Area of Municipality
- • Total: 256.20 km^{2} (98.92 sq mi)
- Highest elevation: 1,400 m (4,600 ft)
- Lowest elevation: 500 m (1,600 ft)

Population (2021)
- • Total: 48,203

Languages
- • Official: Nepali
- Time zone: UTC+5:45 (NST)
- Website: official website

= Bheriganga =

Bheriganga (भेरीगंगा) is an urban municipality located in Surkhet District of Karnali province of Nepal.

According to 2021 Nepal Census the total population of the municipality is 48,203 and the total area of the municipality is 256.20 km2. The municipality is divided into total 13 wards. Lekhparajul VDC was Incorporated with municipality in 2017 when government cancelled all old administration system and introduce new 753 local level administrative body.

The municipality is surrounded by Gurbha Kot in east, Barahatal in west, Birendranagar and Lekbesi in north and Bardiya District in south.

==History==
Bheriganga municipality was established on 2 December 2014 merging 3 VDC Chinchu, Maintada and Ramghat. Lekhparajul VDC Incorporated with municipality in 2017 when new administrative system came in force.

==Demographics==
At the time of the 2011 Nepal census, Bheriganga Municipality had a population of 41,865. Of these, 96.1% spoke Nepali, 2.5% Magar, 0.5% Gurung, 0.3% Raji, 0.2% Hindi, 0.1% Urdu, 0.1% Newar, 0.1% Maithili and 0.1% other languages as their first language.

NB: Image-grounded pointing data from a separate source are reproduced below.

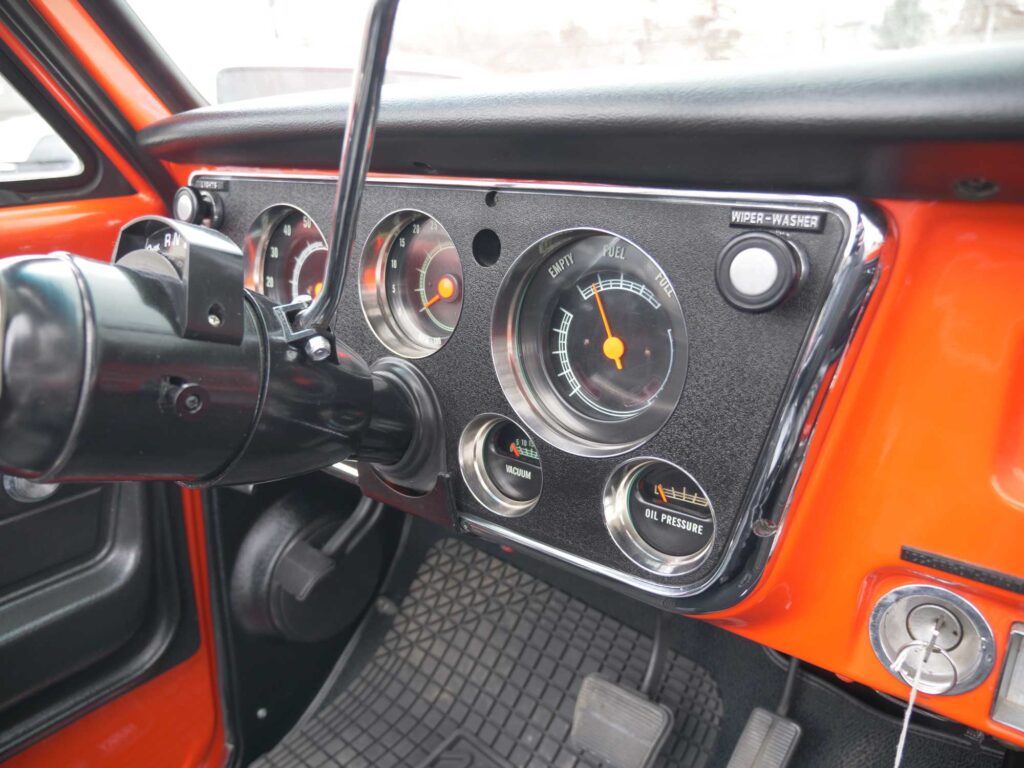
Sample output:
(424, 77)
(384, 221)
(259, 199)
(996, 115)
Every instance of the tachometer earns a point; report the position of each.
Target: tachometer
(411, 284)
(590, 342)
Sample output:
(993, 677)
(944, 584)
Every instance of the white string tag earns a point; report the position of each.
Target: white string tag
(896, 666)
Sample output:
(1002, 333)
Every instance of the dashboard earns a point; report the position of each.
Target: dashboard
(627, 377)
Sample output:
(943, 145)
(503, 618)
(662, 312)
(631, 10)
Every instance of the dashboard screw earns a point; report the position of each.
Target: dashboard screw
(317, 348)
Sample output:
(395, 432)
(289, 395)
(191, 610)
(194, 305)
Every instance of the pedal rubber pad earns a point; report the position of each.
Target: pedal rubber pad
(768, 740)
(619, 726)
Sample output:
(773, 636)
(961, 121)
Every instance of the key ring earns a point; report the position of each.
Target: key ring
(904, 651)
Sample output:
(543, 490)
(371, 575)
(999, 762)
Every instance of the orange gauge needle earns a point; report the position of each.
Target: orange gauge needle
(613, 347)
(445, 290)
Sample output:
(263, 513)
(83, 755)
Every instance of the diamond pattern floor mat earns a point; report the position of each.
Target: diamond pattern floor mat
(480, 667)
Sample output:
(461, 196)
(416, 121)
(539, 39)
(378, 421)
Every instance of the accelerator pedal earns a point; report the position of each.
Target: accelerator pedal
(621, 727)
(768, 740)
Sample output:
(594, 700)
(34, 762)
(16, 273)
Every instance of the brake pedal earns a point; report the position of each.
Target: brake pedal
(769, 738)
(621, 727)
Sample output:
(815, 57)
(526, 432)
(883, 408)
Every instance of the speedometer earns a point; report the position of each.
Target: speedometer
(590, 342)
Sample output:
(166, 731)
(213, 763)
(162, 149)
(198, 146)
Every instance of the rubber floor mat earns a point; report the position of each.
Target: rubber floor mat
(480, 667)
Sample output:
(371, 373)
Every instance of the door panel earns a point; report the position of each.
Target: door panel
(66, 605)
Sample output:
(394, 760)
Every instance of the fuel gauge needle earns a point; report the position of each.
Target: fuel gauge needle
(613, 347)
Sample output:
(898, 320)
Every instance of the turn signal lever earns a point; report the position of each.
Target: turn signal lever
(162, 366)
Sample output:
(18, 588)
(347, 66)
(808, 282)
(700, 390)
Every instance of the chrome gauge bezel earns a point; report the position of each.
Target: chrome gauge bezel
(256, 242)
(471, 445)
(373, 296)
(624, 532)
(530, 394)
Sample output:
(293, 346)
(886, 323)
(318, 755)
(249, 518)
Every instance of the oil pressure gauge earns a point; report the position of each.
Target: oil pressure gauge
(659, 516)
(589, 342)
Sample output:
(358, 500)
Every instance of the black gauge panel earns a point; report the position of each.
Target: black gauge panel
(412, 284)
(598, 350)
(293, 255)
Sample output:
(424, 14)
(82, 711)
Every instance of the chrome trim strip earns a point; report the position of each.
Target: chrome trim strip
(796, 202)
(763, 513)
(348, 471)
(501, 535)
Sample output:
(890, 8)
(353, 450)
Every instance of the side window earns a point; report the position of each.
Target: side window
(30, 148)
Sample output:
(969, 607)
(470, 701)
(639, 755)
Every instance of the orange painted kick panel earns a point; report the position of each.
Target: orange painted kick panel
(923, 446)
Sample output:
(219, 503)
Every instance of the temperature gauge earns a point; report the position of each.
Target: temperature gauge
(291, 254)
(411, 284)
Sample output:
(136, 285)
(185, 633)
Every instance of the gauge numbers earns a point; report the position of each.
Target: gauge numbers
(289, 253)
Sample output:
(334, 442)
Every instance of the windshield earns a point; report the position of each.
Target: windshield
(248, 48)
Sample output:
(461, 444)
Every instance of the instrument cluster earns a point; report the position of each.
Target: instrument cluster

In terms of ethnicity/caste, 42.8% were Chhetri, 23.5% Kami, 13.5% Magar, 4.9% Sarki, 4.2% Damai/Dholi, 4.1% Hill Brahmin, 2.6% Thakuri, 1.0% Sanyasi/Dasnami, 0.9% Badi, 0.7% Gurung, 0.4% Newar, 0.4% Raji, 0.3% Musalman, 0.2% Gaine, 0.1% Halwai, 0.1% Rai, 0.1% Tamang, 0.1% Tharu and 0.2% others.

In terms of religion, 95.7% were Hindu, 3.6% Christian, 0.5% Buddhist and 0.3% Muslim.

In terms of literacy, 70.9% could read and write, 2.7% could only read and 26.4% could neither read nor write.